The changing face of business communications

29 March 2017

Call them ‘Gen Y’ or Millennials, the new generation of workers think differently about communications, and businesses need to respond accordingly. In fact, business owners need to ask themselves whether their business operates in a world where communication is instant, and if the answer is no, they need to seriously look at how they can make it instant.

As much as social media makes people more social on the surface, human beings are becoming less social. The younger generation, as both employees and customers, is changing the way businesses communicate internally and to their target audiences.

Mobility and flexibility go hand-in-hand

The Deloitte Millennial Survey 2017 found that 64 percent of millennials polled are able to work from locations other than their employer’s primary site, compared to 43 percent in 2016. It is a strong indication of how rapidly technology is facilitating mobile working and how employers are becoming increasingly comfortable with flexible, work-from-anywhere arrangements.

Millennials consider their cellphones the centre of their world, which means that tools and applications, both from a personal and professional perspective, need to sit on a central device. If they don’t, employees will figure out a way around a company’s systems to meet their communication and productivity needs.

Businesses need to accept the millennial employee’s philosophy of being mobile. Such a mindset change is difficult and even if a business is geared towards mobility, it is potentially not trusting its workforce to work remotely. The survey found that levels of trust increase as flexible working becomes more embedded in an organisation.

Bring-your-own-applications is happening and as such, employees, by the very nature of what they are using, will have scattered communications. Scattered communications, ineffective meetings and fragmented workflows are causing productivity to drop as staff switch between multiple applications, tasks and devices.

It is becoming increasingly important to bring these different applications back into a central place. Being able to have every single application that a business would ordinarily have outside its corporate network, now being pushed into one central application through unified communications (UC) is crucial for effective collaboration. In addition, being able to offer these applications within the corporate network will enable a company to attract and retain millennial talent.

Text rather than talk

Millennials favour texting to phone calls, both as an employee and as a customer. With UC, presence status enables staff to know exactly what someone’s current online status is and having instant messaging (IM) means staff don’t have to escalate to a voice call as quickly as they would have in the past, which is ideal for Generation Y employees.
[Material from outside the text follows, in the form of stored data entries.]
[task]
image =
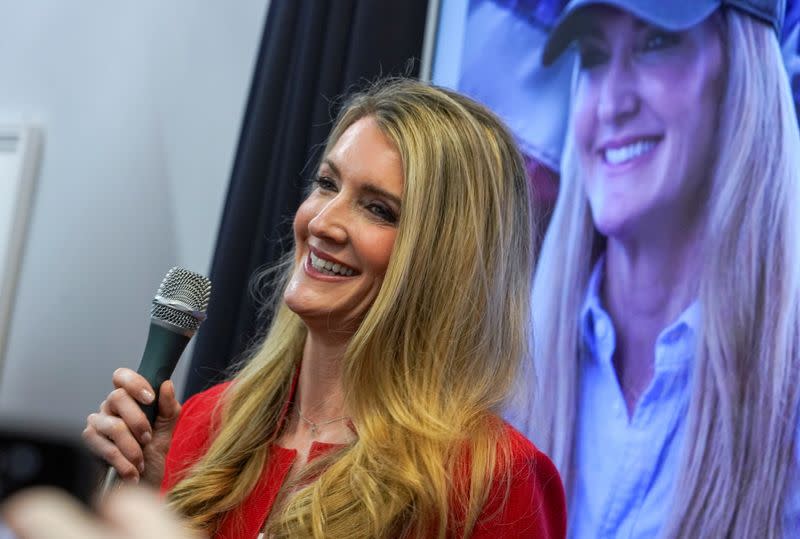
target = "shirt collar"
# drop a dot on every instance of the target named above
(599, 338)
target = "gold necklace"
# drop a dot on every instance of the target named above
(315, 425)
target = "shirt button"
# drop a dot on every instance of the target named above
(601, 328)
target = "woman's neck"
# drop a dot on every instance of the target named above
(646, 286)
(319, 393)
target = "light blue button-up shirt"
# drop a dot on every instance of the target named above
(626, 467)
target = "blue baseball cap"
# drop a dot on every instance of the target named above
(672, 15)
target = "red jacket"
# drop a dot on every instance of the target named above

It is not only internally that companies have to review their communication and collaboration tools. Businesses are having much less face-to-face communication with customers as most communication is now being conducted online.

Business owners can make a small change, such as adding an instant chat functionality to their website, to put customers, especially millennial customers in touch with a consultant without them having to make a phone call.

A value proposition

Businesses are often hesitant to embrace new technology due to the potential disruption it can cause through the need for training and buy-in from staff. To overcome this enterprises are encouraged to isolate a section of their business and trial a proof of concept to experience the value and possibilities unified communications can bring to that specific department or business unit. Once the value is derived the obstacles in deploying new technology often fade into insignificance in comparison to the value attainable from the new technology.

The reality is that communication is changing and the momentum of change is only going to increase. Business owners need to recognise these changes as an opportunity to reinvent their business with a focus on their employees as well as their customers.

Companies today can’t operate in a world that isn’t instant. If they are not instant they will be slow to respond to customers and slow to work effectively internally.

The goal of any business is for customers to be able to access it and through unified communications, customers, no matter which generation they’re from, can access a business in the way they want to.